En février, le fabricant de crèmes glacées Ben & Jerry's, Unilever, a signalé un excédent d'épargne des ménages de 1,5 à 2 000 milliards de dollars en Chine qui, selon lui, pourrait contribuer à stimuler les ventes. L'entreprise constate aujourd'hui que les consommateurs chinois sont "très prudents".

Eren Osman, directrice générale de la gestion de patrimoine chez Arbuthnot Latham, s'est montrée prudente à l'égard des actions du secteur de la consommation discrétionnaire - des entreprises telles que les constructeurs automobiles - et des entreprises vendant des biens de consommation courante tels que les produits d'entretien et les denrées alimentaires.

"Si nous constatons que l'épargne des consommateurs continue de s'épuiser et que les revenus disponibles se réduisent, cela aura un impact sur les marges bénéficiaires des entreprises de consommation", a-t-il déclaré.

M. Blackbourn, de Janus Henderson, a déclaré qu'il était prudent quant aux petits indices boursiers plus exposés aux consommateurs nationaux, tels que l'indice américain Russell-2000 et l'indice londonien FTSE-250.

Selon Goldman Sachs, l'indice Russell a tendance à sous-performer l'indice S&P 500 en période de ralentissement économique.

"La préoccupation est la même pour le FTSE 250, a déclaré M. Blackbourn, notant que cet indice était dominé par les banques britanniques, les biens de consommation discrétionnaire et les valeurs industrielles.

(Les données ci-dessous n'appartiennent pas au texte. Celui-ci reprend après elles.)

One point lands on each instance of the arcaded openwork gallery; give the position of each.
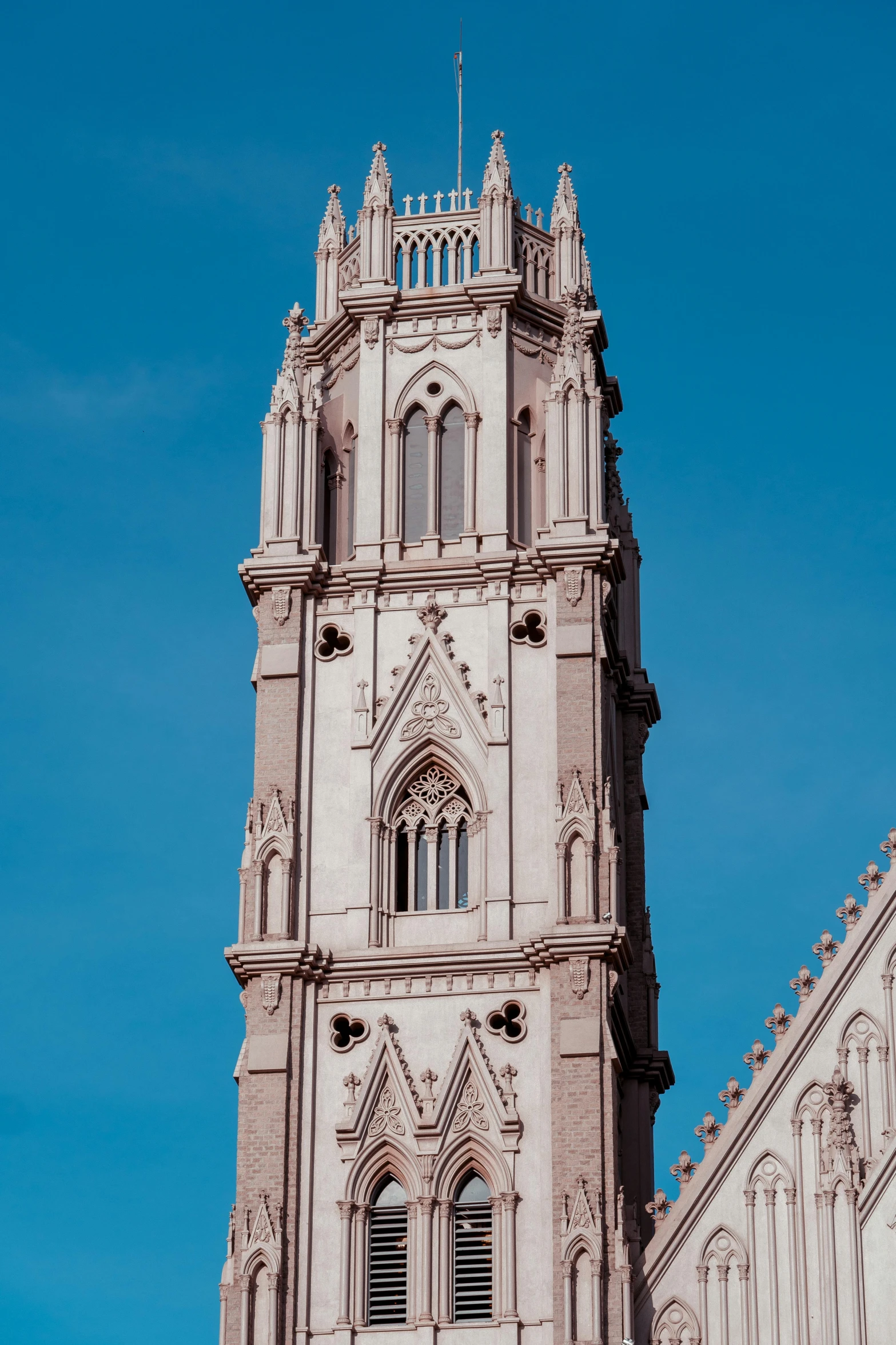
(452, 1060)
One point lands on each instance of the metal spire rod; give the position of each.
(459, 84)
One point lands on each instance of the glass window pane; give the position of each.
(452, 482)
(416, 478)
(524, 482)
(444, 871)
(349, 530)
(422, 851)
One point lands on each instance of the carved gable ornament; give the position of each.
(429, 712)
(387, 1116)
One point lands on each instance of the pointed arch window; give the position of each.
(432, 845)
(472, 1250)
(524, 479)
(452, 475)
(387, 1262)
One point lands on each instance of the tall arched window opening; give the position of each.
(387, 1262)
(332, 482)
(452, 475)
(578, 880)
(524, 479)
(472, 1251)
(416, 477)
(432, 845)
(351, 454)
(582, 1298)
(274, 896)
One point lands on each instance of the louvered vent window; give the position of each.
(387, 1275)
(472, 1251)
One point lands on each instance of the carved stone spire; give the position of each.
(496, 210)
(333, 224)
(496, 179)
(331, 241)
(564, 212)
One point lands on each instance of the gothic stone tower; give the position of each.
(451, 1066)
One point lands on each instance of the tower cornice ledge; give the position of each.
(264, 572)
(285, 955)
(497, 287)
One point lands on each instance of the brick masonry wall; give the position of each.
(262, 1137)
(583, 1133)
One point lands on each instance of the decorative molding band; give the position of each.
(293, 959)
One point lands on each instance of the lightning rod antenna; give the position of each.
(459, 84)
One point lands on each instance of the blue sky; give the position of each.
(166, 171)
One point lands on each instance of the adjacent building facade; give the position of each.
(452, 1064)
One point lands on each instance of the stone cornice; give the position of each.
(284, 955)
(766, 1090)
(327, 338)
(497, 288)
(598, 549)
(371, 299)
(608, 941)
(262, 572)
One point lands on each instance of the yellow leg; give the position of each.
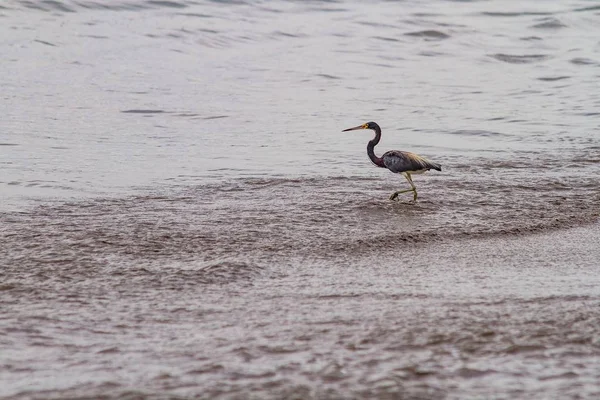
(413, 188)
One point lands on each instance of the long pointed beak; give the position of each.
(355, 128)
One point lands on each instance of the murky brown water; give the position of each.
(181, 216)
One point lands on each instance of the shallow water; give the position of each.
(181, 215)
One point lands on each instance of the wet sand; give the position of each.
(102, 299)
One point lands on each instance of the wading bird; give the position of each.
(399, 162)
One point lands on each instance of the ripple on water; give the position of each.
(520, 59)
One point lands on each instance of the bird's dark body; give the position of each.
(399, 162)
(403, 161)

M. Miller, de Zurich, a fait remarquer que les indices de crédit à haut rendement américain et européen sont directement exposés à hauteur de 35 % et de 31 %, respectivement, à des noms de produits de consommation cycliques et non cycliques.

ACHETER LES GOUVERNEMENTS

S'attendant à ce que la fuite de l'épargne accélère les récessions, les investisseurs privilégient les obligations d'État, valeur refuge.

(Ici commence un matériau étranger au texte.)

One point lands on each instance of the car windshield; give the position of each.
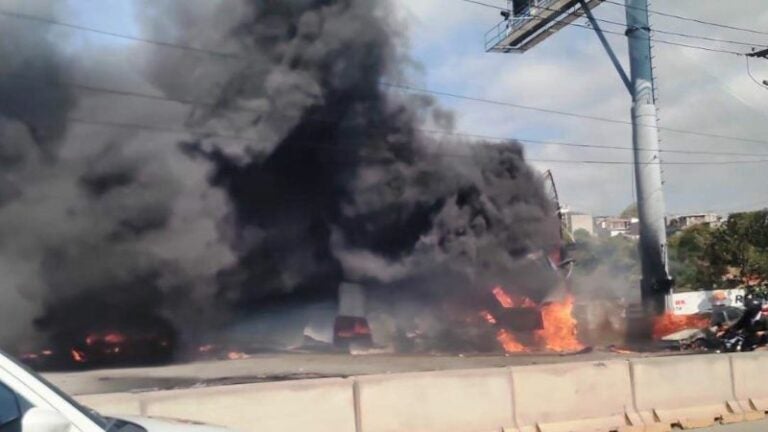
(108, 424)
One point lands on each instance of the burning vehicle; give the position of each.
(138, 339)
(533, 312)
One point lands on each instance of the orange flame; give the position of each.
(237, 355)
(509, 342)
(488, 317)
(77, 355)
(508, 301)
(205, 348)
(559, 332)
(668, 323)
(111, 337)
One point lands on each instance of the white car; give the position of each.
(29, 403)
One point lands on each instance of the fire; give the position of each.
(559, 332)
(509, 342)
(77, 355)
(488, 317)
(110, 337)
(668, 323)
(235, 355)
(206, 348)
(508, 301)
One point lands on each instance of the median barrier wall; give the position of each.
(692, 391)
(448, 401)
(574, 397)
(749, 387)
(650, 394)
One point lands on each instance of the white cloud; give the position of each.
(698, 90)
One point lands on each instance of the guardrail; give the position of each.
(650, 394)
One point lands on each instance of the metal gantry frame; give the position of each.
(545, 17)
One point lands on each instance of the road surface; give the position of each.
(277, 367)
(758, 426)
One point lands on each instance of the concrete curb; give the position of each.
(749, 389)
(690, 391)
(575, 397)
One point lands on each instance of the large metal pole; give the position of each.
(656, 282)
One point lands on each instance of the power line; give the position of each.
(160, 129)
(622, 24)
(51, 21)
(562, 113)
(699, 21)
(230, 55)
(191, 103)
(749, 72)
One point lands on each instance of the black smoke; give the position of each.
(326, 177)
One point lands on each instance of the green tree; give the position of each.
(702, 257)
(581, 235)
(690, 259)
(629, 212)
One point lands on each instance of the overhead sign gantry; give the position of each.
(528, 22)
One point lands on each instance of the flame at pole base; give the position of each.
(560, 332)
(509, 342)
(669, 323)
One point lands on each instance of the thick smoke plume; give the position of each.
(300, 171)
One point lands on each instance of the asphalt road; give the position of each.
(758, 426)
(286, 366)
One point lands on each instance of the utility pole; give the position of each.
(656, 282)
(528, 23)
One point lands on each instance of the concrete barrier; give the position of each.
(749, 386)
(691, 391)
(574, 397)
(449, 401)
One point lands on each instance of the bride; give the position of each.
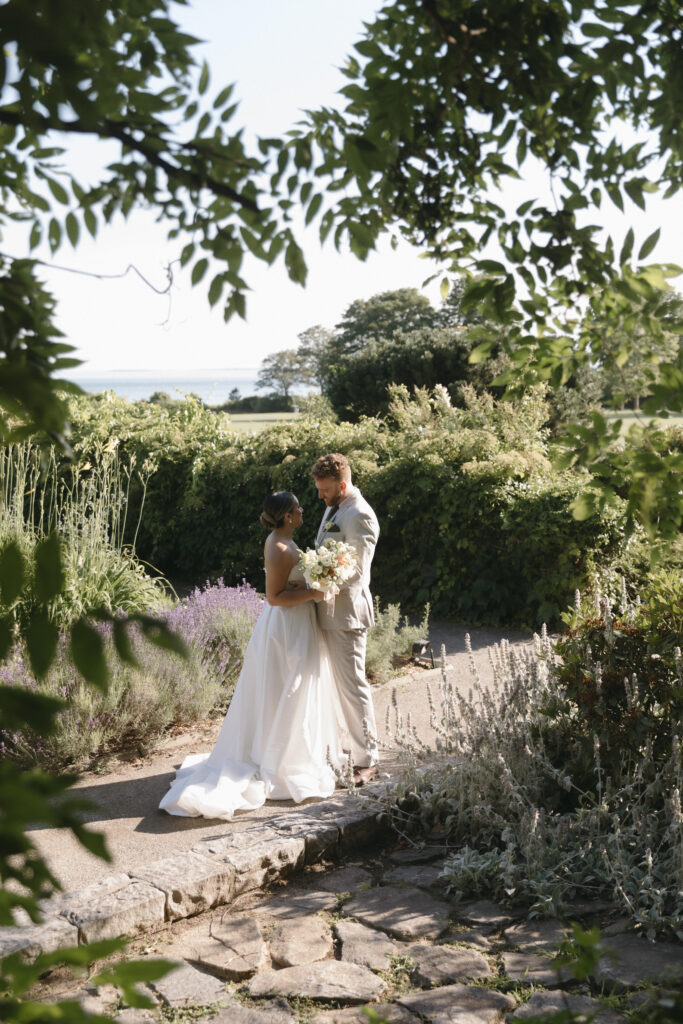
(285, 713)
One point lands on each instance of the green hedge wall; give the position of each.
(472, 517)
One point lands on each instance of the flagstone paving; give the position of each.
(308, 953)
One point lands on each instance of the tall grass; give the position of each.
(141, 700)
(87, 506)
(509, 788)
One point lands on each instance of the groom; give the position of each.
(348, 517)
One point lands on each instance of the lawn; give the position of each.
(629, 417)
(254, 423)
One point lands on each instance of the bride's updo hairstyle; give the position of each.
(275, 508)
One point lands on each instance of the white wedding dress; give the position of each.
(284, 716)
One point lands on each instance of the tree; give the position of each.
(381, 317)
(315, 347)
(280, 372)
(446, 102)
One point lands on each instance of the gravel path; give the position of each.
(126, 795)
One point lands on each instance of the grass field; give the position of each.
(254, 423)
(629, 418)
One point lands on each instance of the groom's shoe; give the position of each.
(364, 775)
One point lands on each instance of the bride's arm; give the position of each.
(279, 564)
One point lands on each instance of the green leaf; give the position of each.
(199, 270)
(12, 571)
(90, 221)
(49, 574)
(204, 79)
(41, 637)
(159, 634)
(649, 244)
(57, 190)
(88, 653)
(475, 292)
(627, 248)
(223, 96)
(634, 190)
(187, 253)
(73, 229)
(122, 641)
(584, 506)
(36, 235)
(615, 196)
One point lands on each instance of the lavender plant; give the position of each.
(389, 638)
(144, 699)
(526, 826)
(86, 505)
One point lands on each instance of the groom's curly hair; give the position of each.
(334, 465)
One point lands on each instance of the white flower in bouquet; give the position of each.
(329, 566)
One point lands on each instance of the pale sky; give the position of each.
(284, 57)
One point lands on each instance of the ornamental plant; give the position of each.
(529, 820)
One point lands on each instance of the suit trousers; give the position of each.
(347, 657)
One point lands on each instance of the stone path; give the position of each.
(334, 940)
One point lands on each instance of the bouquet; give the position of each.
(328, 566)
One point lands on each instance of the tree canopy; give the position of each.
(447, 103)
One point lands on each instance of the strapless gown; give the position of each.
(284, 716)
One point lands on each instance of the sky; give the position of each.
(283, 57)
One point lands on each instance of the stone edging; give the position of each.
(215, 871)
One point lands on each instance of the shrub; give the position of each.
(472, 518)
(390, 638)
(619, 681)
(529, 822)
(141, 701)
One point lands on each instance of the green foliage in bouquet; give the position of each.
(391, 638)
(619, 679)
(474, 521)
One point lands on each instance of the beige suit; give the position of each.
(345, 628)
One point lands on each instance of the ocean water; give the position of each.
(213, 386)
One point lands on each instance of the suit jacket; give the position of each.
(358, 526)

Simon Bell, gérant de Legal & General Fixed Income, a déclaré que la diminution de l'épargne des consommateurs influençait sa préférence pour les obligations d'État de pays tels que la Grande-Bretagne et l'Australie, où la durée plus courte des prêts hypothécaires rend les ménages sensibles aux taux d'intérêt.

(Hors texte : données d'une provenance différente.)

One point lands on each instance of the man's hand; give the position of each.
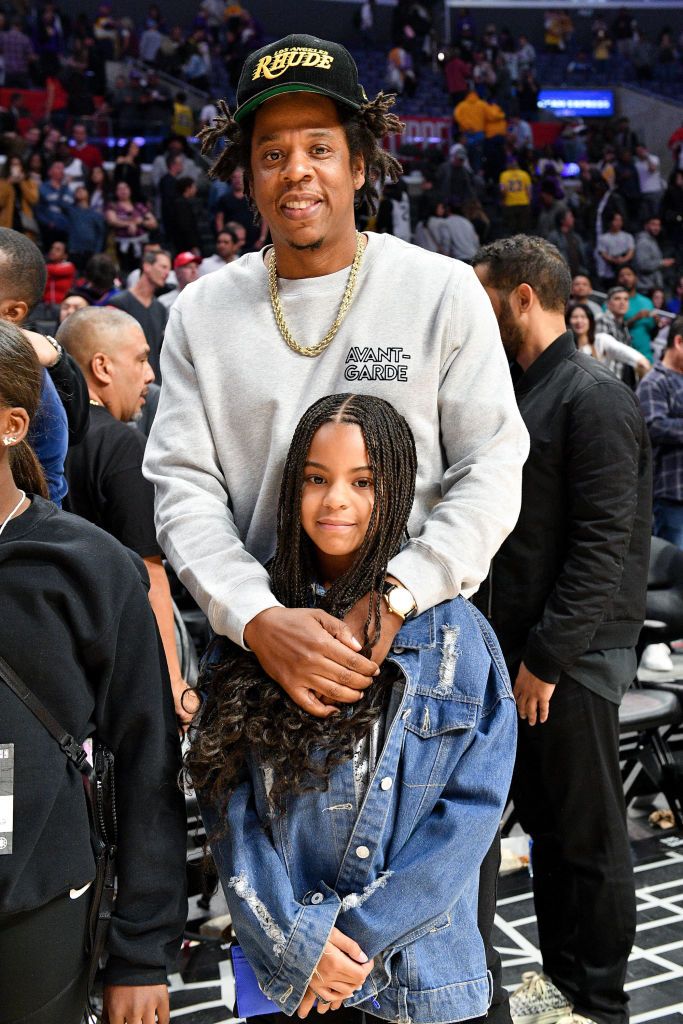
(341, 971)
(310, 654)
(47, 354)
(357, 616)
(136, 1005)
(532, 696)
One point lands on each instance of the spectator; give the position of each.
(18, 196)
(582, 290)
(568, 242)
(183, 119)
(141, 303)
(71, 303)
(127, 168)
(87, 230)
(54, 200)
(235, 206)
(470, 116)
(639, 313)
(612, 353)
(89, 154)
(660, 395)
(569, 644)
(675, 304)
(185, 224)
(651, 185)
(186, 269)
(649, 260)
(17, 55)
(60, 273)
(104, 471)
(515, 186)
(463, 240)
(613, 249)
(131, 223)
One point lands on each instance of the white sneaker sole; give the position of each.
(549, 1017)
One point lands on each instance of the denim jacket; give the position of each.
(398, 872)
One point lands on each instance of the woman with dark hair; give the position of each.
(602, 346)
(325, 861)
(79, 631)
(18, 196)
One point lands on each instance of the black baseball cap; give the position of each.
(299, 64)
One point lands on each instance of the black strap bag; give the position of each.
(100, 794)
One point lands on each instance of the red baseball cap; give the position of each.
(182, 259)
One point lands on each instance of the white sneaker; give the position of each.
(656, 657)
(537, 1000)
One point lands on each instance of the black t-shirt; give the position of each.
(107, 486)
(153, 321)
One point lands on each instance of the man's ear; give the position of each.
(14, 310)
(100, 368)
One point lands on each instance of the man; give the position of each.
(582, 290)
(184, 225)
(515, 186)
(651, 184)
(104, 471)
(649, 261)
(566, 597)
(140, 302)
(186, 269)
(660, 396)
(639, 313)
(226, 247)
(308, 157)
(89, 154)
(568, 242)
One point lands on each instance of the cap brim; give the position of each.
(251, 104)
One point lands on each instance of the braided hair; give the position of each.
(245, 710)
(365, 130)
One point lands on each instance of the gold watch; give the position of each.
(399, 600)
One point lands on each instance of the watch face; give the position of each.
(401, 600)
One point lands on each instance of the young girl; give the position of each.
(349, 847)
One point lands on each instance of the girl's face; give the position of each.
(579, 322)
(338, 496)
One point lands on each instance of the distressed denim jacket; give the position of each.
(398, 872)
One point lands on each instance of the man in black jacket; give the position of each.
(566, 596)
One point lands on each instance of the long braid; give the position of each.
(247, 710)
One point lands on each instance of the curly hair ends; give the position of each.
(365, 130)
(245, 711)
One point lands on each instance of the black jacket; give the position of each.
(78, 627)
(571, 577)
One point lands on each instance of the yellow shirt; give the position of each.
(515, 187)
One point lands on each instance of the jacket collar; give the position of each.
(561, 348)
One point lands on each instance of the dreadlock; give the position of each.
(365, 130)
(245, 710)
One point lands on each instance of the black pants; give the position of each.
(43, 969)
(567, 793)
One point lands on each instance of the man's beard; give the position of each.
(511, 334)
(309, 245)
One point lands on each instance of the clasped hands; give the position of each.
(341, 971)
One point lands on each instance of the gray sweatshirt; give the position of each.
(420, 333)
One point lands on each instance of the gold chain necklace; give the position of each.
(341, 313)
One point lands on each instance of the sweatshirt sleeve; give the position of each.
(195, 524)
(135, 719)
(485, 444)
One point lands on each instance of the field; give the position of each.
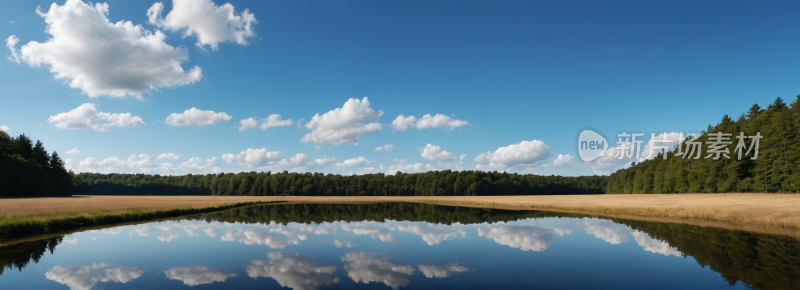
(767, 213)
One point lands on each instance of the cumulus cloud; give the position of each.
(358, 161)
(436, 154)
(655, 246)
(366, 268)
(197, 275)
(526, 238)
(81, 277)
(410, 168)
(195, 165)
(273, 120)
(563, 160)
(344, 125)
(87, 117)
(134, 163)
(253, 157)
(431, 271)
(387, 147)
(606, 230)
(196, 117)
(292, 271)
(525, 153)
(401, 123)
(103, 58)
(168, 156)
(211, 23)
(11, 43)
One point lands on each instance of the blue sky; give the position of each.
(524, 77)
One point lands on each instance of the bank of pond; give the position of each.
(393, 245)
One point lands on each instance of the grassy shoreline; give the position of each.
(22, 226)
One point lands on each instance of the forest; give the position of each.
(26, 169)
(432, 183)
(774, 170)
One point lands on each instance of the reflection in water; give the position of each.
(526, 238)
(364, 267)
(293, 271)
(197, 275)
(250, 237)
(758, 260)
(374, 230)
(346, 244)
(655, 246)
(81, 277)
(606, 230)
(432, 271)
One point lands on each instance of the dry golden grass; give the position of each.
(769, 213)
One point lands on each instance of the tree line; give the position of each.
(432, 183)
(776, 169)
(26, 169)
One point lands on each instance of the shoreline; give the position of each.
(772, 213)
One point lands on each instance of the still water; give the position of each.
(401, 246)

L'augmentation des coûts du logement et le ralentissement des dépenses de consommation pourraient persuader les banques centrales de "croire qu'elles en ont fait assez" plus tôt que prévu, a-t-il déclaré.

L'épargne britannique devrait s'épuiser au moment même où les coûts des prêts hypothécaires à taux fixe augmentent, car les ménages refinancent les prêts contractés au cours des années où les taux d'intérêt étaient bas par des dettes plus coûteuses.

La Banque d'Angleterre prévoit une augmentation des remboursements hypothécaires d'au moins 500 livres (641,25 dollars) pour un million de ménages d'ici à 2026.

Les investisseurs qui tentent d'anticiper la récession se concentrent principalement sur les marchés de l'emploi, qui sont restés chauds dans les économies développées, a déclaré Guilluame Paillat, gestionnaire de portefeuille multi-actifs d'Aviva Investors.

Toutefois, le ralentissement des dépenses de consommation pourrait freiner l'inflation. "Nous aimons donc la duration", a déclaré M. Paillat, en faisant référence à la prise de risque de taux d'intérêt sur les obligations à long terme.